Environmental activists add that the money must also be used to restore polluted sites so the public can use them again.

It’s an important distinction, business groups say, because otherwise it could seem as if corporations had not been paying for cleanups.

“I’m a little bit worried when the public reads this they sort of think this is going against companies that are actively out there (violating the law),” said Dennis Hart, the executive director of the state’s Chemistry Council, which reviews regulations for their effect on manufacturing in the state. “I worry about the message the public hears.”
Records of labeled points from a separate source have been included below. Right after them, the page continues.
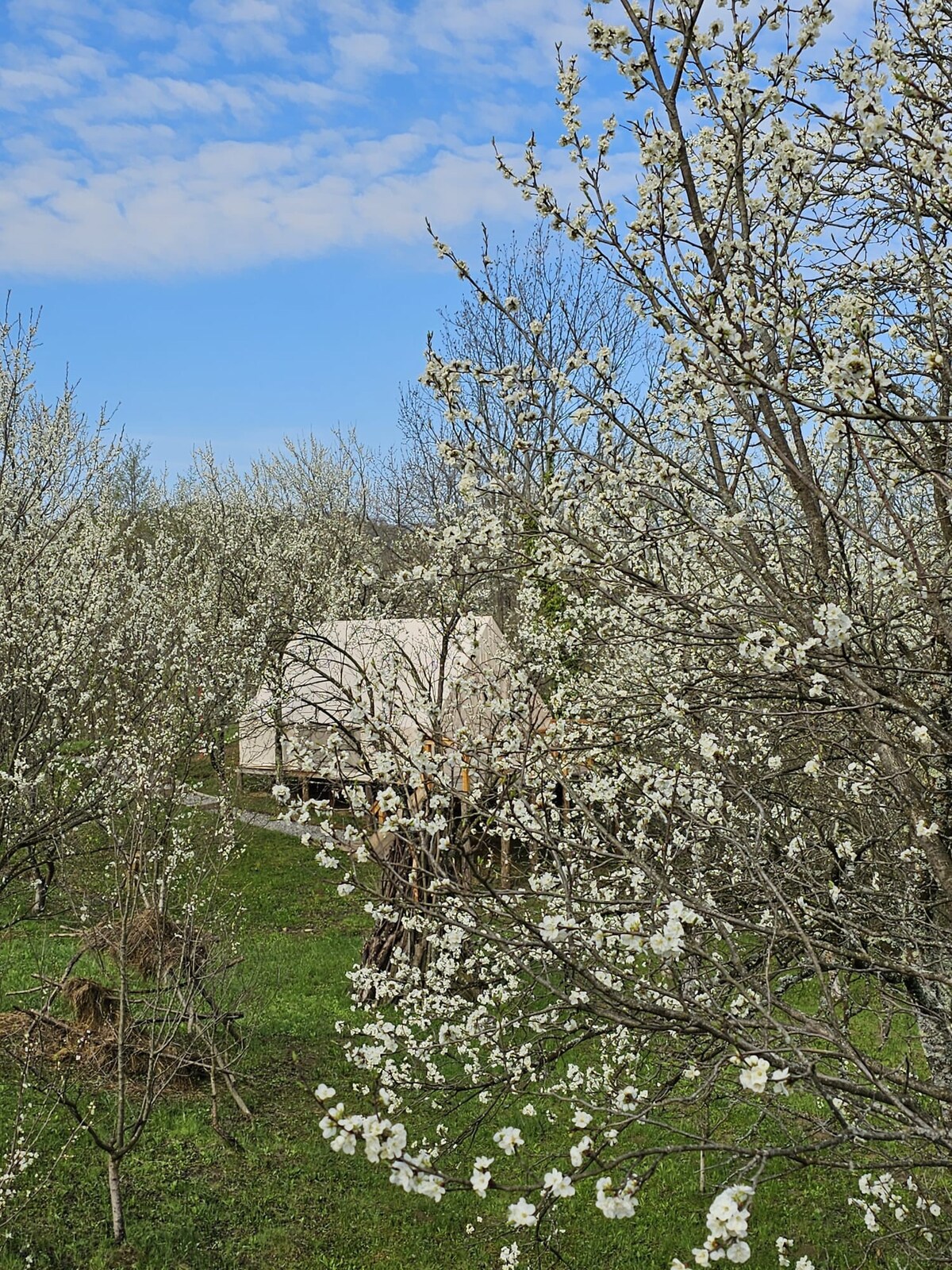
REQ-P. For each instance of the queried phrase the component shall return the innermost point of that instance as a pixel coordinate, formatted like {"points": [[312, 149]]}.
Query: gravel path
{"points": [[258, 818]]}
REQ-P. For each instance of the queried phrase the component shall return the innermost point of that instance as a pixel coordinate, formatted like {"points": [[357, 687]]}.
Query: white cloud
{"points": [[255, 130], [232, 203]]}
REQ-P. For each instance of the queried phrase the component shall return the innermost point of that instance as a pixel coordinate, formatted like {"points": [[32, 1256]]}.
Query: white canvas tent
{"points": [[382, 685]]}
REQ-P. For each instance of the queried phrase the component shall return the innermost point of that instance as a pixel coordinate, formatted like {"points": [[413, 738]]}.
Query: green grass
{"points": [[285, 1199]]}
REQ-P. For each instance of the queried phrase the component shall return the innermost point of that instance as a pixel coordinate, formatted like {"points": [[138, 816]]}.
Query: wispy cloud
{"points": [[232, 133]]}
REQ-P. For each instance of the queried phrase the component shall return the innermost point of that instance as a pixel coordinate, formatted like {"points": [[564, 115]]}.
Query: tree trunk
{"points": [[116, 1202]]}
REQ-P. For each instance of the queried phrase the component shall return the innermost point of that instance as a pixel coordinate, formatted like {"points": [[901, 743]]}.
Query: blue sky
{"points": [[220, 205]]}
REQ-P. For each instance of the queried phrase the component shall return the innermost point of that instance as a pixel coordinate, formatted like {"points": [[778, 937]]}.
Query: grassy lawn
{"points": [[285, 1199]]}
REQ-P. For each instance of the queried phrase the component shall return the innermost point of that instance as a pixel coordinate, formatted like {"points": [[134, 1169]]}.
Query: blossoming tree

Michele Siekerka, who heads the New Jersey Business and Industry Association, stressed that companies want to be “environmental stewards” and that enforcement like the kind Grewal and Murphy proposed should be used for “egregious bad actors.”

But she raised concerns that too much government red tape could hurt businesses.

“Overzealous enforcement or looking for ’gotchas’ in a morass of sometimes complex regulations can cause unnecessary burdens on well-intended companies,” she said.

That’s just the issue, say environmental organizations: Under the previous administration, there wasn’t enough enforcement of the state’s strict pollution laws.

“This is the end of the era of inaction,” said Doug O’Malley, the state director of Environment New Jersey.

Tim Dillingham, executive director of the American Littoral Society, said that the message to in the previous administration was “aggressively pro-business,” while Murphy is embracing a discretionary tool that the state’s laws make available to law enforcement - the ability to pursue damages.

Under Christie, New Jersey’s contaminated sites in fact underwent cleanups, and while Christie didn’t pursue new natural resources damages cases, the administration settled deals for hundreds of millions of dollars.

As for what’s next, Democratic Sen. Bob Smith, who chairs the Environment and Energy Committee, has tasked four people - two environmentalists and two business representatives - to look into natural resources damages.

The report is expected sometime in the fall and could be followed by additional legislation.